A log sortyard on Kupreanof Island in 2013 (Joe Viechnicki/KFSK)

Environmental groups are asking the U.S. Forest Service to shelve a Tongass National Forest timber sale it’s working on, while a legal challenge to a similar project plays out in court.

A federal judge granted a preliminary injunction against a massive project on Prince of Wales Island last month. The Forest Service is taking a similar approach to its environmental review of the Central Tongass project. It’s a bundle that includes logging, road building and other work near Petersburg and Wrangell.

“Given that similarity, in order to avoid risking, squandering significant agency resources and time on a project that would be challenged in court that they ought to just wait until the lawsuit challenging the Prince of Wales is completed,” said Southeast Alaska Conservation Council attorney Buck Lindekugel.

He’s referring to the lawsuit filed by SEACC and other groups earlier this year. It alleges the Forest Service violated federal environmental laws by not providing specific plans in advance of their decision to open bidding on timber sales.

U.S. District Judge Sharon Gleason’s ruling last month found that groups had raised serious questions with the process on Prince of Wales Island. She put that project on hold while she issues a more complete ruling by the end of March. 

The Central Tongass project envisions clear cutting up to 150 million board feet of old-growth trees over 15 years on islands and mainland of central Southeast. Another 80 million board feet of young growth trees could also be cut during that time. Revenue from the timber sales would pay for stream restoration and habitat work, according to the Forest Service.

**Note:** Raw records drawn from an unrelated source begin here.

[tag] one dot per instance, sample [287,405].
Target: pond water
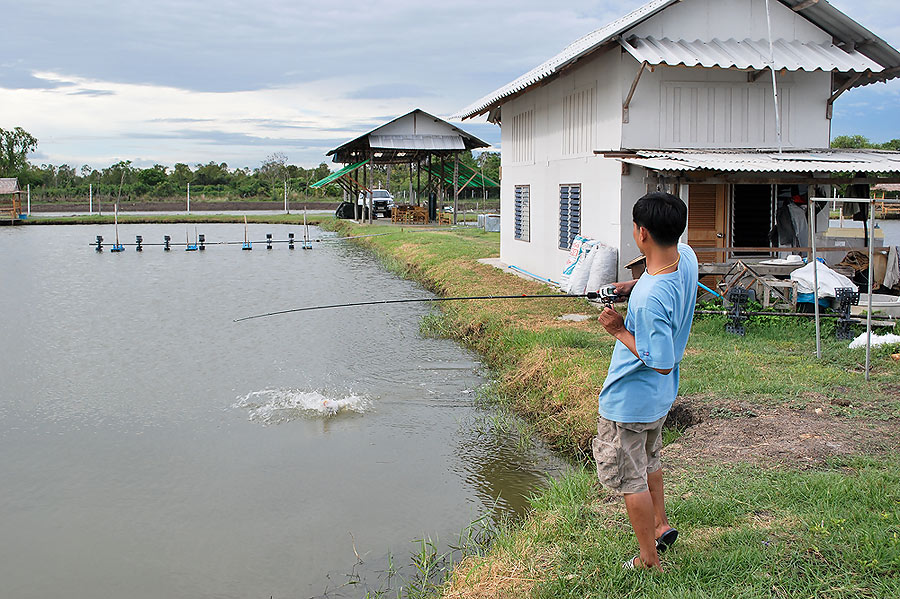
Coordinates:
[151,447]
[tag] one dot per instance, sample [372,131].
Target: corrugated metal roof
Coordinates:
[792,55]
[408,139]
[417,142]
[337,174]
[803,161]
[9,185]
[845,31]
[573,51]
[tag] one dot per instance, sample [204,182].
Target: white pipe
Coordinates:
[774,80]
[812,234]
[871,274]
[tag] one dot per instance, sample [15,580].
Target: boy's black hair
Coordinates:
[663,215]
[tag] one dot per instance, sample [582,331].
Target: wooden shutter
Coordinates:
[706,219]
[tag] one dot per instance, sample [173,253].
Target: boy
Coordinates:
[643,374]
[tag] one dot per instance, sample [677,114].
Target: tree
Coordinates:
[212,174]
[273,169]
[182,175]
[15,146]
[852,142]
[151,177]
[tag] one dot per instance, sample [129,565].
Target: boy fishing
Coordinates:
[642,381]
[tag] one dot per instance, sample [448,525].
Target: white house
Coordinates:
[679,95]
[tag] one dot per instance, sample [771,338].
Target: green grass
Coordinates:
[745,532]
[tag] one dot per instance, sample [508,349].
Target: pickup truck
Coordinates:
[384,201]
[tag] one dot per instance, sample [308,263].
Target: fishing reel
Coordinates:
[606,294]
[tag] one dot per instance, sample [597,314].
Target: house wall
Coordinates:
[715,108]
[549,162]
[681,107]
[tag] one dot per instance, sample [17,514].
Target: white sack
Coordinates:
[581,272]
[829,280]
[576,253]
[604,267]
[877,340]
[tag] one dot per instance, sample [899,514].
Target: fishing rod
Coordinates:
[606,295]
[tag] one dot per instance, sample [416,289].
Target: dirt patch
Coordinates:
[731,432]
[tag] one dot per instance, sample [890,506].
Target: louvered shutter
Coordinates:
[569,214]
[523,212]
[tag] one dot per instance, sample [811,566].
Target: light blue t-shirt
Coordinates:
[660,312]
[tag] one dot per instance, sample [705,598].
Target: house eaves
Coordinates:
[765,161]
[791,55]
[847,34]
[576,50]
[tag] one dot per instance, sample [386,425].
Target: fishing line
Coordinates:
[590,295]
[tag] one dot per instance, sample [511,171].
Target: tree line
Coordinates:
[125,181]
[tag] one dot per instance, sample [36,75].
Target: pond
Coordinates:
[152,447]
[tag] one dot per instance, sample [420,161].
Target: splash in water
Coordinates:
[276,406]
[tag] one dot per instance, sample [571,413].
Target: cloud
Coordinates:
[391,91]
[93,92]
[184,81]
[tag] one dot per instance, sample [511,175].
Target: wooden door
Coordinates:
[706,220]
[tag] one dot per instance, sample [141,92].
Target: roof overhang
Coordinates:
[847,34]
[790,55]
[822,165]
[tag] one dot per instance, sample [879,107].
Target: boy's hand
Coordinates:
[623,289]
[612,321]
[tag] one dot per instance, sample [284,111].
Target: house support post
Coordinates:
[455,185]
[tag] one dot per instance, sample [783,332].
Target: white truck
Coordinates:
[383,201]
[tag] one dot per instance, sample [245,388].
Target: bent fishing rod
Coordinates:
[606,295]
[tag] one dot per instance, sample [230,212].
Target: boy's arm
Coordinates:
[614,324]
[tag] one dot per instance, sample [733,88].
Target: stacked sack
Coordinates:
[591,265]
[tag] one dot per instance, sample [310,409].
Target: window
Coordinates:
[523,212]
[569,214]
[578,122]
[522,136]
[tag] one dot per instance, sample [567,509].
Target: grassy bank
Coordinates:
[782,469]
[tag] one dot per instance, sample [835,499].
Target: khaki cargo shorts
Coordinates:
[626,452]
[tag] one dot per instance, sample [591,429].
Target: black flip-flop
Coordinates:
[666,540]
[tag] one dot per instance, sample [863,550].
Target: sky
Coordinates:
[167,81]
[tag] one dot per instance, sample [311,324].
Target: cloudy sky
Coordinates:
[166,81]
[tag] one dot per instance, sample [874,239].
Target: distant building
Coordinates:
[10,201]
[678,95]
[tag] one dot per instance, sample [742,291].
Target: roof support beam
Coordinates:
[804,5]
[627,103]
[752,76]
[829,107]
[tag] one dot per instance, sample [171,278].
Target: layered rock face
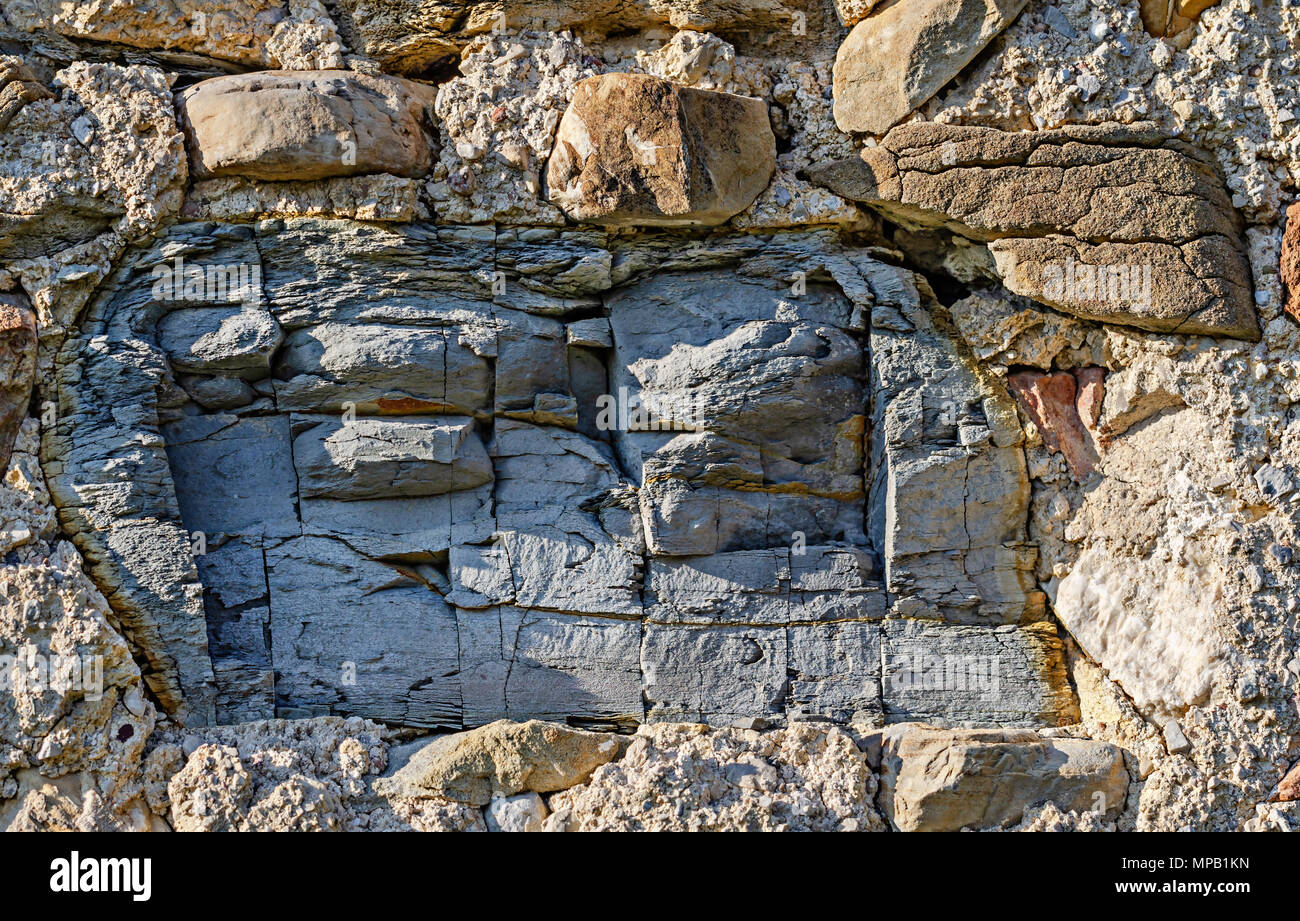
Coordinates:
[644,415]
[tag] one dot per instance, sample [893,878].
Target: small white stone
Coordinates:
[516,813]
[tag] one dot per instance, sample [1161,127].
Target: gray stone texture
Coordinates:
[644,480]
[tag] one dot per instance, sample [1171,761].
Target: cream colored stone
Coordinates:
[898,57]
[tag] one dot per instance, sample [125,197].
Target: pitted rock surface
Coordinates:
[1106,223]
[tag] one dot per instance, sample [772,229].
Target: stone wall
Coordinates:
[763,389]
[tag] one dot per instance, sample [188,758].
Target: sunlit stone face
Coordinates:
[438,476]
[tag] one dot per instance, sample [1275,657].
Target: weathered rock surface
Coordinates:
[17,367]
[252,33]
[290,125]
[18,86]
[499,760]
[1290,262]
[901,55]
[1108,223]
[950,779]
[1065,406]
[633,150]
[676,778]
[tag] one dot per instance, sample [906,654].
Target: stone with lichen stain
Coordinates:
[1057,403]
[307,125]
[635,150]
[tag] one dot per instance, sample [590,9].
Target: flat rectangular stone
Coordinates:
[963,675]
[714,675]
[536,665]
[234,476]
[358,638]
[835,671]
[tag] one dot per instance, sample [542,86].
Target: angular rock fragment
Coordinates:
[394,455]
[1065,407]
[204,340]
[901,55]
[1174,20]
[935,779]
[502,759]
[549,666]
[18,86]
[1290,266]
[636,150]
[1151,626]
[1106,223]
[960,675]
[852,12]
[17,367]
[307,125]
[329,656]
[948,439]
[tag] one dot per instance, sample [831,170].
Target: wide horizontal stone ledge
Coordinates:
[936,779]
[636,150]
[1108,223]
[307,125]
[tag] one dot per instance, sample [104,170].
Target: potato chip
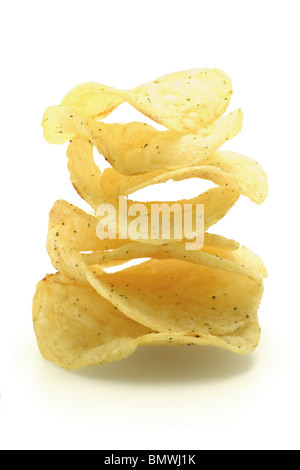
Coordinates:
[138,148]
[75,327]
[76,267]
[222,168]
[184,101]
[93,100]
[203,294]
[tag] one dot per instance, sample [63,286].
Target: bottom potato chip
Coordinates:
[76,327]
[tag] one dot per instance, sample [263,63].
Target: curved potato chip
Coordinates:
[136,148]
[223,168]
[184,101]
[75,327]
[241,261]
[85,175]
[74,266]
[93,100]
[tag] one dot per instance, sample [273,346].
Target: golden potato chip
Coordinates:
[75,266]
[138,148]
[222,168]
[75,327]
[205,293]
[184,101]
[93,100]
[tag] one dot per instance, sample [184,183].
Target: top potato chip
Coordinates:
[184,101]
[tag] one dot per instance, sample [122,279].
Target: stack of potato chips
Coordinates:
[86,315]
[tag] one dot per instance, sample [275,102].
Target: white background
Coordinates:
[159,398]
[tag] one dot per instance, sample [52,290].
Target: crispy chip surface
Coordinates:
[85,315]
[75,327]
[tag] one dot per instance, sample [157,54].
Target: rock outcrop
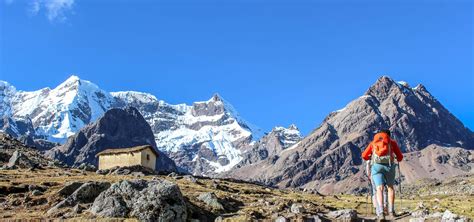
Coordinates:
[157,200]
[118,128]
[14,154]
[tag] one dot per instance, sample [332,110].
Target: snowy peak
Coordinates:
[134,97]
[204,138]
[7,93]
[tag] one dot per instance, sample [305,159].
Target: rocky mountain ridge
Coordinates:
[329,159]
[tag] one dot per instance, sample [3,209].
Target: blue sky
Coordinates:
[277,62]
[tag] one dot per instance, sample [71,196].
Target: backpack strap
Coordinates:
[390,152]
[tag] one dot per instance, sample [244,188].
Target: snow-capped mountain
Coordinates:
[203,138]
[60,112]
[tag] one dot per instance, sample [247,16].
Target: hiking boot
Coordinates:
[380,217]
[392,215]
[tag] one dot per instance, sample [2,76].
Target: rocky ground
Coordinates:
[128,193]
[33,187]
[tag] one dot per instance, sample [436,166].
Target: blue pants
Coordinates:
[383,174]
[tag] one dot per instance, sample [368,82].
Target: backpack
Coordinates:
[382,149]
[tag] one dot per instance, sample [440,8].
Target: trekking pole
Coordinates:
[400,186]
[367,200]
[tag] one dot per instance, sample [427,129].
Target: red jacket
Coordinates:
[367,154]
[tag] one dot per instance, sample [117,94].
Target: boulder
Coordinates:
[86,193]
[69,188]
[157,200]
[87,167]
[343,215]
[19,160]
[211,200]
[297,208]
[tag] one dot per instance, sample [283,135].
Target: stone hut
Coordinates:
[140,155]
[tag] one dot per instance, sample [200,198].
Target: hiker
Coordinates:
[381,153]
[374,190]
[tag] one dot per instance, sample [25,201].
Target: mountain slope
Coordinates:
[203,138]
[60,112]
[117,128]
[331,155]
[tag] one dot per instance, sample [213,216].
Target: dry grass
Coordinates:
[243,201]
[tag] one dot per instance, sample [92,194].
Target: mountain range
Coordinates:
[203,138]
[329,158]
[210,138]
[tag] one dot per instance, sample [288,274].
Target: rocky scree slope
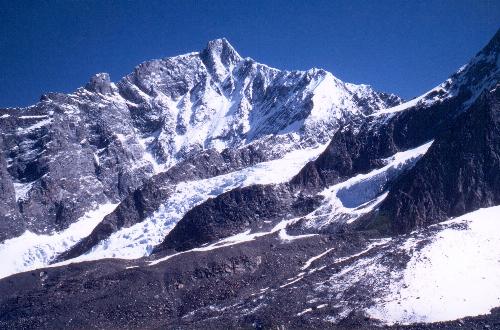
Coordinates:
[226,264]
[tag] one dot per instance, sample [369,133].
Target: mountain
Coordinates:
[208,190]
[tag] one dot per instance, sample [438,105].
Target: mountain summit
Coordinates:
[209,190]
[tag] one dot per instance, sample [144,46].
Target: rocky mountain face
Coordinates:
[208,190]
[460,173]
[69,153]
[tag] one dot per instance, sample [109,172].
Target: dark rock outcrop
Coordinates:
[459,174]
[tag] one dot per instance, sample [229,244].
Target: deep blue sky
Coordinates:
[405,47]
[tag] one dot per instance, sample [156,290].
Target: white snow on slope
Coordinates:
[455,276]
[363,192]
[30,251]
[138,240]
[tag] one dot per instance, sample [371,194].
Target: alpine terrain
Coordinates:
[207,190]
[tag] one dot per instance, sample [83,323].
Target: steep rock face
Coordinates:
[66,155]
[145,200]
[459,174]
[70,153]
[254,207]
[10,221]
[363,145]
[364,142]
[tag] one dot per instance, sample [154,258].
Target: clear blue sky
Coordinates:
[405,47]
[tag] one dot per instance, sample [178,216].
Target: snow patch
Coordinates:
[30,251]
[455,276]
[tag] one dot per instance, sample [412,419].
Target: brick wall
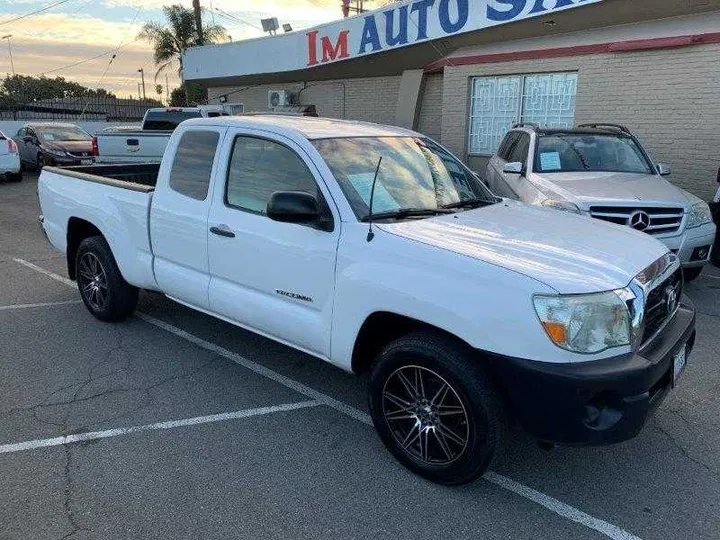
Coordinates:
[670,98]
[371,99]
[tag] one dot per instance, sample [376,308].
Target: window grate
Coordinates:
[496,103]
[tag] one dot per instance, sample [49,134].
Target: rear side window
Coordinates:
[259,168]
[190,174]
[167,120]
[520,150]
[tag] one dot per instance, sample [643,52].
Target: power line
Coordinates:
[26,15]
[86,60]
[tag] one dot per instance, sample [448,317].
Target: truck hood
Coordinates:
[589,187]
[570,253]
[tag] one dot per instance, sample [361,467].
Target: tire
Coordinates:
[464,428]
[102,288]
[691,274]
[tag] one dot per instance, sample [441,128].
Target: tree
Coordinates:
[171,40]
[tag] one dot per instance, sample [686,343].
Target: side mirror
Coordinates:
[663,169]
[514,167]
[295,207]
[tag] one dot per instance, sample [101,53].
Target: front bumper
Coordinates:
[600,402]
[690,242]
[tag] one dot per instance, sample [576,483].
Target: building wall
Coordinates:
[371,99]
[668,97]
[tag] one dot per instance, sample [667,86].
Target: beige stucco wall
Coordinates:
[670,98]
[371,99]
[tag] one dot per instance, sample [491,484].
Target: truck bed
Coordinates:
[135,176]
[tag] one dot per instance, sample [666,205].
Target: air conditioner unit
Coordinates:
[278,98]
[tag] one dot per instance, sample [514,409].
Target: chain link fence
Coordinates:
[94,108]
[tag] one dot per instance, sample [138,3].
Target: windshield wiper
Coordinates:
[406,213]
[469,203]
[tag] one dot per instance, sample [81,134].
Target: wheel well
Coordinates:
[381,328]
[78,230]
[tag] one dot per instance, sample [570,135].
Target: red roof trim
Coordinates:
[558,52]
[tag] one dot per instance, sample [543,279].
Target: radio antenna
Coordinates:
[371,234]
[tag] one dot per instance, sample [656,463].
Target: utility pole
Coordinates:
[142,75]
[198,22]
[12,64]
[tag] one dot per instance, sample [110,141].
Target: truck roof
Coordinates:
[308,127]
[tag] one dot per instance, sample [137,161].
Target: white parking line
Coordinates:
[550,503]
[45,304]
[93,435]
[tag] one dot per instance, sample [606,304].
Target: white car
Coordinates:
[373,248]
[602,171]
[9,159]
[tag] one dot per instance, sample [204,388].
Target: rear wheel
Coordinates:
[436,409]
[691,274]
[104,291]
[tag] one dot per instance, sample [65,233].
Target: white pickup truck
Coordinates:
[375,249]
[147,145]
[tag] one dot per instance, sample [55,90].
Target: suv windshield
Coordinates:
[569,152]
[64,133]
[416,176]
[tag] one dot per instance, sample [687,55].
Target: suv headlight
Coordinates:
[699,215]
[566,206]
[586,323]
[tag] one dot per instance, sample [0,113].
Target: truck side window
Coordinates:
[520,150]
[190,174]
[259,168]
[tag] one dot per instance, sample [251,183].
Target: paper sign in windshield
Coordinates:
[382,202]
[550,161]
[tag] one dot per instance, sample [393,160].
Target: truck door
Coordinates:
[178,217]
[273,277]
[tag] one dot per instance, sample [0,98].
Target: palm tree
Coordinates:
[170,41]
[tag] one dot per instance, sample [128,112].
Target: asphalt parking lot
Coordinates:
[177,425]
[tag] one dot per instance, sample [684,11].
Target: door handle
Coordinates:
[222,230]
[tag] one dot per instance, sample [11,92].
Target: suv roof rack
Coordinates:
[605,125]
[526,124]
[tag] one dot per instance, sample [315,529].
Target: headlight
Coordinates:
[699,215]
[588,323]
[56,152]
[562,205]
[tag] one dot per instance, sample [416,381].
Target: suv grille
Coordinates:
[659,307]
[652,220]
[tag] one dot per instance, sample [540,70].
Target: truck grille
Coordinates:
[659,304]
[652,220]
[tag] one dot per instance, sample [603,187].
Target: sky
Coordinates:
[73,31]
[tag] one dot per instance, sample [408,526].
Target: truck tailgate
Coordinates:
[119,210]
[132,146]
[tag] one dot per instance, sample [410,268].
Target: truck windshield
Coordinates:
[417,178]
[566,152]
[167,120]
[63,133]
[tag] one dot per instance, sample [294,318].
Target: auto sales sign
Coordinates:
[400,25]
[420,20]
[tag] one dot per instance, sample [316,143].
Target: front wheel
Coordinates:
[691,274]
[436,409]
[104,291]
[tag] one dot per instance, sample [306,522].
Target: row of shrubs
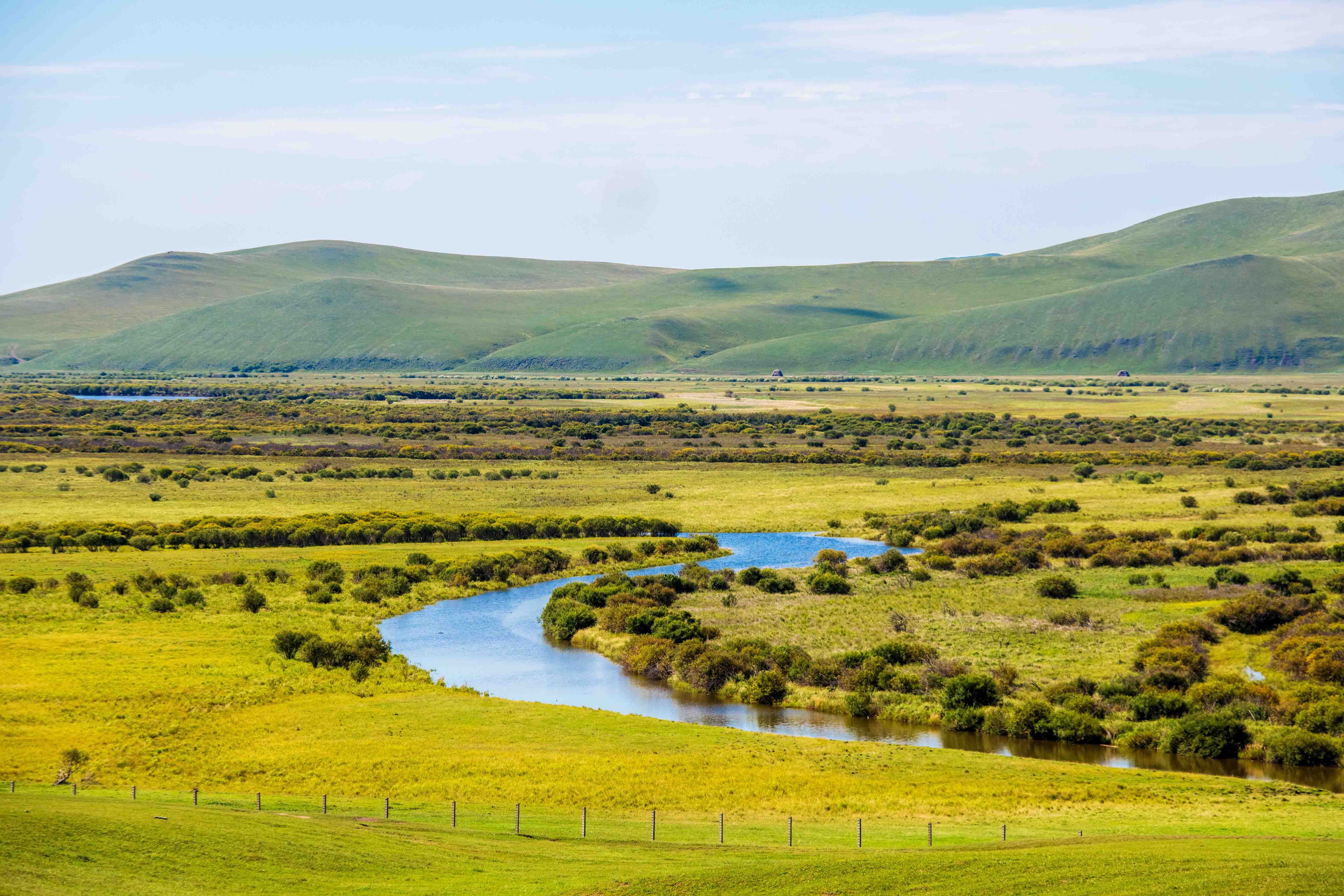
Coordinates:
[902,531]
[359,655]
[372,527]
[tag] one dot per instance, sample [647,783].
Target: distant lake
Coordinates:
[142,398]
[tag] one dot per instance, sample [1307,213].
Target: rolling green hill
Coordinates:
[1234,285]
[157,287]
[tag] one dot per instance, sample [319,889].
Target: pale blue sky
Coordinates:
[682,134]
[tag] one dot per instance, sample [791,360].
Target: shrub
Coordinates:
[288,643]
[564,618]
[1156,704]
[1298,748]
[858,704]
[1289,582]
[1058,588]
[1260,613]
[1031,719]
[1077,727]
[768,688]
[252,600]
[1212,737]
[964,719]
[827,584]
[967,691]
[326,572]
[1324,718]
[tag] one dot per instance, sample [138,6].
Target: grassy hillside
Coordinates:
[157,287]
[1240,313]
[1267,297]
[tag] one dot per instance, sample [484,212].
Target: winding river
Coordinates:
[494,643]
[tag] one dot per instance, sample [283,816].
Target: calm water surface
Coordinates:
[494,643]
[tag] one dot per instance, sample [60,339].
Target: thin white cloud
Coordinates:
[79,69]
[1003,130]
[525,53]
[1081,37]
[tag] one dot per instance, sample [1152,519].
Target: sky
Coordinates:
[694,134]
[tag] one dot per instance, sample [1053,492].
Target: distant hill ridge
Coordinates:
[1236,285]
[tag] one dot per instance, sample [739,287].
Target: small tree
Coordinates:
[72,761]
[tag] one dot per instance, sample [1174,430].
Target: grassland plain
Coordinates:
[707,498]
[382,307]
[199,699]
[57,845]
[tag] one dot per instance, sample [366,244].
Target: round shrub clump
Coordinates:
[1058,588]
[827,584]
[1209,737]
[1298,748]
[970,691]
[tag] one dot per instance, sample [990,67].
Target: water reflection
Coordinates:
[494,643]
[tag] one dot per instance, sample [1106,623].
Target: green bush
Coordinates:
[1324,718]
[564,618]
[1260,613]
[964,719]
[1058,588]
[827,584]
[1212,737]
[1031,719]
[1158,704]
[967,691]
[858,704]
[288,643]
[252,601]
[768,688]
[1077,727]
[1298,748]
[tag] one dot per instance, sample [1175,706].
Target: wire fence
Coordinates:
[582,823]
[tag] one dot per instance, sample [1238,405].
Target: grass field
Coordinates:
[198,698]
[57,844]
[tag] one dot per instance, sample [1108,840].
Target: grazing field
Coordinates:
[136,660]
[54,844]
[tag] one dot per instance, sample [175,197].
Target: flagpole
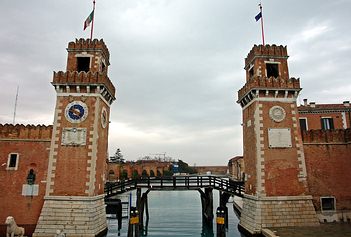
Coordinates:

Federal forest officials have defended their approach. Speaking at September public meeting in Petersburg, acting forest supervisor Troy Heithecker explained that litigation is anticipated on all logging plans these days but this approach would get more work shelf ready.

Bundling it up like this and trying to work in a larger scale for a longer time frame is a strategy for essentially getting more work accomplished on the ground.,” Heithecker said.

The agency did not comment Thursday on the Oct. 2 letter from conservation groups. SEACC said it has not heard from the federal agency, either.